Gas consumption increased mainly due to higher consumption by companies on India’s west coast, particularly the state of Gujarat, home to some of the country’s biggest LNG import plants.

The state, which is close to producer countries such as Qatar, also has a better gas transportation network, and is relatively far from coal mines, making gas-fired power production relatively cheaper, power producers say.

Gujarat-based private firms such as Torrent Power and utilities run by the state government accounted for nearly all LNG imports by power companies, according to the CEA.

“We expect global LNG prices to be at current levels for the next two years due to low global demand and gas consumption by power plants in Gujarat to increase,” an executive from a large Indian power producer said. “But only plants on the west coast will be able to make use of the price competitiveness with coal.”

July manufacturing PMI falls to 46; overall activity shrinks for 4th month

Source: Business Standard, Aug 04, 2020

New Delhi: India’s manufacturing activity hit a speed bump in July after being on the slow road to improvement in the previous two months as regional lockdowns severely held back demand, leading to contraction in output.

According to the monthly IHS Markit India Manufacturing Purchasing Managers’ Index (PMI) survey released on Monday, manufacturing PMI stood at 46 in July, down from 47.2 in June.

In PMI parlance, a print above 50 means expansion, while a score below that denotes contraction. PMI had fallen to a historic low of 27.4 in April, but had been steadily climbing since.

“The survey results showed a re-acceleration of declines in the key indices of output and new orders, undermining the trend towards stabilisation seen over the past two months,” said Eliot Kerr, economist at IHS Markit.

“Anecdotal evidence indicated that firms were struggling to obtain work, with some of their clients remaining in lockdown, suggesting that we won’t see a pick-up in activity until infection rates are quelled and restrictions can be further removed.”

Kerr warned that any more spikes in cases may bring further lockdowns which would derail a recovery in the sector.

A nationwide lockdown in April, coupled with a crash in export orders, had led to conditions across sectors falling by the biggest margin ever and new businesses collapsing at a record pace. Since then, jobs have been hit the most and employment numbers saw a further slide in July.

The PMI survey showed manufacturers cut jobs yet again in July, while new orders fell for the fourth straight month. Industry bodies said with a dearth of labour and raw material, supply chains could not be established.

Similar to the trend for output, the pace of decline in new orders accelerated from June, but remained slower than at the height of the current crisis. When explaining falling sales, companies often cited prolonged closures at their clients’ businesses, the survey said.

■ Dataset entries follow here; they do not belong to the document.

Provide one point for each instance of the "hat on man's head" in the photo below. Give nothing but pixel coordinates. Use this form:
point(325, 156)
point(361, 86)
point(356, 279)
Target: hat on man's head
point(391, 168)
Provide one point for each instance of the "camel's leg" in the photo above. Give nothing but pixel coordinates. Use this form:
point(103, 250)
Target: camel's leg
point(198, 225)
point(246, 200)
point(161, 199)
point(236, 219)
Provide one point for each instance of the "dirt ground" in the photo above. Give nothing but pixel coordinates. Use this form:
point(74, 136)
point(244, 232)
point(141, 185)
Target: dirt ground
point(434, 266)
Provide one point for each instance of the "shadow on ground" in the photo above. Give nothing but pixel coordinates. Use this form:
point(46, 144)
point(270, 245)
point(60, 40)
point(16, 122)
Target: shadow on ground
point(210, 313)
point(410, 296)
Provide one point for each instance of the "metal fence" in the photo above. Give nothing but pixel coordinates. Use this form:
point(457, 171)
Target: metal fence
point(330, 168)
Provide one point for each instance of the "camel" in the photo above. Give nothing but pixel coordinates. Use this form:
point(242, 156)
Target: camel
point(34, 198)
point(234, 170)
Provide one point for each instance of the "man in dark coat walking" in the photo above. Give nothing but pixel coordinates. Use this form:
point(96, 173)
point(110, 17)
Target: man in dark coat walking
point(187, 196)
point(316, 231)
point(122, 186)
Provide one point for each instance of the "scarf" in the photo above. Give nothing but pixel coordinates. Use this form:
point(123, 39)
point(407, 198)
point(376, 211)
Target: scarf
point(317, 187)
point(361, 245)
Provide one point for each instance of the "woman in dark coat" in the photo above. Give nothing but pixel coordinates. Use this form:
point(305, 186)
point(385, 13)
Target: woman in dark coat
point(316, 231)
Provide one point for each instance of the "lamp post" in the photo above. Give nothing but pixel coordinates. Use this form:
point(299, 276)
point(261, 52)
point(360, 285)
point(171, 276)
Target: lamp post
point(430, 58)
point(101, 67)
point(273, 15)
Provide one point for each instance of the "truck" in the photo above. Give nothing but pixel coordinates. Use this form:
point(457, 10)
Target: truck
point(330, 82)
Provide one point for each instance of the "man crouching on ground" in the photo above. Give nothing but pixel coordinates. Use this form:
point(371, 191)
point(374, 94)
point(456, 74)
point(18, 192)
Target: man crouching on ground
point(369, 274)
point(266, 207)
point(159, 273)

The situation was made worse by plunging demand from international markets, which further deteriorated sales trends. India’s biggest overseas markets for merchandise shipments such as the US, Gulf nations, and the European Union have been hit hard by the ongoing pandemic.

Survey participants said international clients were hesitant to place orders while the duration of the pandemic remained uncertain. That said, the latest reduction in exports was the softest in four months.

The PMI survey, however, showed that manufacturers remained optimistic towards the one-year business outlook, with sentiment strengthening for the second month to a five-month high. As a result of reduced output, firms continued to cut their purchasing activity, with the result extending the current run of contraction to fifth months. The latest decline in input buying was faster than in June, said IHS Markit.

On the cost front, input prices faced by Indian manufacturers continued to fall. However, the rate of decrease moderated from June, but remained far softer than April’s survey record. Panellists said subdued demand for most goods more than offset the inflationary effects of shortages in some raw materials. Experts say the aftershocks of the lockdown continued to weigh on domestic industry, even as an uneven recovery started taking shape.